Hyaluronic acid has received much press lately as a natural source of health and beauty. In fact, there are so many uses and benefits of hyaluronic acid, it is instructive to clarify and organize them.
The three main categories of uses for hyaluronic acid are: anti-aging treatments, nutritional supplements, and medical treatments.
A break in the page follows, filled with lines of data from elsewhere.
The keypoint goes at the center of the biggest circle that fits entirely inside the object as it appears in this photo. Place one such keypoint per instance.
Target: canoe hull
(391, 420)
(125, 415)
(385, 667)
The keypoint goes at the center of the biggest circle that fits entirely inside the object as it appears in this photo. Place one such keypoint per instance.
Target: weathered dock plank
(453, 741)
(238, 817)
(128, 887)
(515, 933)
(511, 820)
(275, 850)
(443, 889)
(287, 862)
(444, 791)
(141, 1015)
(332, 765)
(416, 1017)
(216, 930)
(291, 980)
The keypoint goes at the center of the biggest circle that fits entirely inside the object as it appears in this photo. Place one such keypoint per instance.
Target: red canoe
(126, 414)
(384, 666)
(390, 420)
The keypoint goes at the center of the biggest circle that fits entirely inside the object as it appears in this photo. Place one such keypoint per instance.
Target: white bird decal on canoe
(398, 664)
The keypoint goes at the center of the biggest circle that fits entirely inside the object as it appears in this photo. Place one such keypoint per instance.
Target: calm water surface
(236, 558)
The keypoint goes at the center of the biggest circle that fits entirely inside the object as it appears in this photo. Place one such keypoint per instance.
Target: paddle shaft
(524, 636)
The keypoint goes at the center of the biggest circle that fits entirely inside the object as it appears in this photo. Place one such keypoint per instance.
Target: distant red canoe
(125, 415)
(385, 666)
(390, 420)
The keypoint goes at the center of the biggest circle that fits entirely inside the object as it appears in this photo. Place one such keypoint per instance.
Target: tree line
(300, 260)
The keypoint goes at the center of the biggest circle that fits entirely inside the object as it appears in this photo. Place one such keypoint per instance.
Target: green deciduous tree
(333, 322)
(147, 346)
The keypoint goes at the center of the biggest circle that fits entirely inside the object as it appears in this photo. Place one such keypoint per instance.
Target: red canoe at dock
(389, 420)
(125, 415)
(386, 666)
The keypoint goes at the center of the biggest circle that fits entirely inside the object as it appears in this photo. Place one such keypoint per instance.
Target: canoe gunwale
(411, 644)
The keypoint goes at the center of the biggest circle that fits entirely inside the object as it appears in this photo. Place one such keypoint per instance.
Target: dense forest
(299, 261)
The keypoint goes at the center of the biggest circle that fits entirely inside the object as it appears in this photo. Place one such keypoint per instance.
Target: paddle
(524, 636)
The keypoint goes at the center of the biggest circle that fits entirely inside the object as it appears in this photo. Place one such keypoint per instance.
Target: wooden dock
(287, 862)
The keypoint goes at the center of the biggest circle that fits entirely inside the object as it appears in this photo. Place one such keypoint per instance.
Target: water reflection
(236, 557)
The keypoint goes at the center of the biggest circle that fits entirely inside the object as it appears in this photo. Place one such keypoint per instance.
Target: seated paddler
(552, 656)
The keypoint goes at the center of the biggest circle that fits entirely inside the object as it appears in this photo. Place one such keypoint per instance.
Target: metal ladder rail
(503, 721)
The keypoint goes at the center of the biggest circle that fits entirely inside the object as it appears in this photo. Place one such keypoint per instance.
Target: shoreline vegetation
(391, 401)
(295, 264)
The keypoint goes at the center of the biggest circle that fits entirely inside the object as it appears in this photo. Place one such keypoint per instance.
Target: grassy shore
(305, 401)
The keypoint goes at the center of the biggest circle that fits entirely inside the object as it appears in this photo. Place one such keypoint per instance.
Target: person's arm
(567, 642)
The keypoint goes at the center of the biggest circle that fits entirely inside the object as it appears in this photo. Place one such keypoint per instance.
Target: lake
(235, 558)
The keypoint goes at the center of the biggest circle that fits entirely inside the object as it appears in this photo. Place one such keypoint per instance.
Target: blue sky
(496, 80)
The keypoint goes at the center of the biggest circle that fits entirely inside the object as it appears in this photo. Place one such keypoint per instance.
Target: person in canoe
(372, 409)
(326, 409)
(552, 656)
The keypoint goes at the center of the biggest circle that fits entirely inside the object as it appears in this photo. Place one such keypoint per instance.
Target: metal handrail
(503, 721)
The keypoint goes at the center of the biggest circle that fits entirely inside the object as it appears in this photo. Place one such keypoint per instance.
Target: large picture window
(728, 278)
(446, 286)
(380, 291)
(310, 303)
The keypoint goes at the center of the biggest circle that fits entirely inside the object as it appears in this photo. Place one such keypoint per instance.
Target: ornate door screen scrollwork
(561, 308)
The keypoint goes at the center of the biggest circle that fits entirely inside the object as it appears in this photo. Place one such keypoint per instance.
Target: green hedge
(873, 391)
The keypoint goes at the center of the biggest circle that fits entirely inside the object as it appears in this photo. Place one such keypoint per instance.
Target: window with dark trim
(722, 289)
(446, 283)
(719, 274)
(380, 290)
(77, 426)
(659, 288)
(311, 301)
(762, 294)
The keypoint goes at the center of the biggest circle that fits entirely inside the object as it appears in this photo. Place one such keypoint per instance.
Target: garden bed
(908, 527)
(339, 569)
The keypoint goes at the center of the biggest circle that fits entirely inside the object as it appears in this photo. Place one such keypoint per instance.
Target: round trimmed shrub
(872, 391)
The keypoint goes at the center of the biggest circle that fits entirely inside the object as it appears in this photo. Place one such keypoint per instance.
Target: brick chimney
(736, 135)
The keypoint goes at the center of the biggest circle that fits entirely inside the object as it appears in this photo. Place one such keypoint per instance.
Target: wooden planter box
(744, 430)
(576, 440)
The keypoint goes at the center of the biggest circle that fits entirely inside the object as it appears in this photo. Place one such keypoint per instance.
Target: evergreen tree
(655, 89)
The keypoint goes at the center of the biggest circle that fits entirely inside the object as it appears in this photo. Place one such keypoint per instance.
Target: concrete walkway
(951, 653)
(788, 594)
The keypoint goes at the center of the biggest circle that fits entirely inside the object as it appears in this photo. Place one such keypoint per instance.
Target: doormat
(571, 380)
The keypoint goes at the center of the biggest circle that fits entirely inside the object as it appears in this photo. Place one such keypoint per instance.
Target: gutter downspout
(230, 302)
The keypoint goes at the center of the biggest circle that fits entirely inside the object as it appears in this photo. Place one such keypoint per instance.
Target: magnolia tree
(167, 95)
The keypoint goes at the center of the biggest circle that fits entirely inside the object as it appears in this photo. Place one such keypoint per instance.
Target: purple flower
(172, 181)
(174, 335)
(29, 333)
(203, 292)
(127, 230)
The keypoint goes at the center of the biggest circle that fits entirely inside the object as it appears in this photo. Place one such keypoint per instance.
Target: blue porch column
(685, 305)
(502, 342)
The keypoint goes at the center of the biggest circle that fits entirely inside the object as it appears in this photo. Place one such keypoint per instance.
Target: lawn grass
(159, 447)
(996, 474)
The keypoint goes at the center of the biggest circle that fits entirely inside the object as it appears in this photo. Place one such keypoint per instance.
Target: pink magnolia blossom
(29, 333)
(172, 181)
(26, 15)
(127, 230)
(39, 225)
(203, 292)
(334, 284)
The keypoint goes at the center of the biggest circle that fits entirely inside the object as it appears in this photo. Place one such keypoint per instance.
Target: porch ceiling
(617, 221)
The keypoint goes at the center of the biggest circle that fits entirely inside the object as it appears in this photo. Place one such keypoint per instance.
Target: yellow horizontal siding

Anti-Aging Supplements and Creams
As we age, hyaluronic content in the skin changes due to two separate clinically proven factors, decrease in HA synthesis and shift from concentration from the epidermis to the dermis. These changes can leave the epidermis depleted in hyaluronic acid resulting in thinning, aging, and decreased moisture in the skin. Nutritional supplement and beauty products such as Episilk ® contain ultra-high concentrations of hyaluronic acid in order to provide intensive moisture for aged skin that suffers from the dryness and wrinkles. When applied to the skin, HA can penetrate the skin surface and replenish the natural levels already present. Like hyaluronic acid produced in the body, hyaluronic acid used in this form moisturizes from the dermis to the epidermis – from deeper layers of the skin to the outer layer.
Hyaluronic acid extracted from rooster combs cannot be absorbed by the intestinal tract. But, Japanese scientists have developed a proprietary enzyme-cleaving technique to lower the molecular weight of hyaluronic acid without altering its chemical nature. This allows hyaluronic acid to be taken orally as a nutritional supplement, many varieties of which are readily available for commercial use.
Hyaluronic acid based gel injections are a new option for the on-spot treatment of facial wrinkles. These shots must be administered by a dermatologist and last up to 4 to 6 weeks.
Products containing hyaluronic acid are in use or are being researched to aid in the prevention and treatment of symptoms related to connective tissue disorders such as: fractures, hernias, glaucoma, keratoconus, detached retinas, osteoarthritis, TMJ, prevention of scarring, vocal chord repair insufficiency, wrinkled skin, cartilage damage, and wound and ligament healing. Of these, osteoarthritis has recently become a particularly popular area for HA treatment. Physicians have injected hyaluronic acid directly into the synovial fluid in the knee as a treatment for osteoarthritis of the knee for the past 20 years. There is, however, an ongoing debate as to the efficacy of this treatment.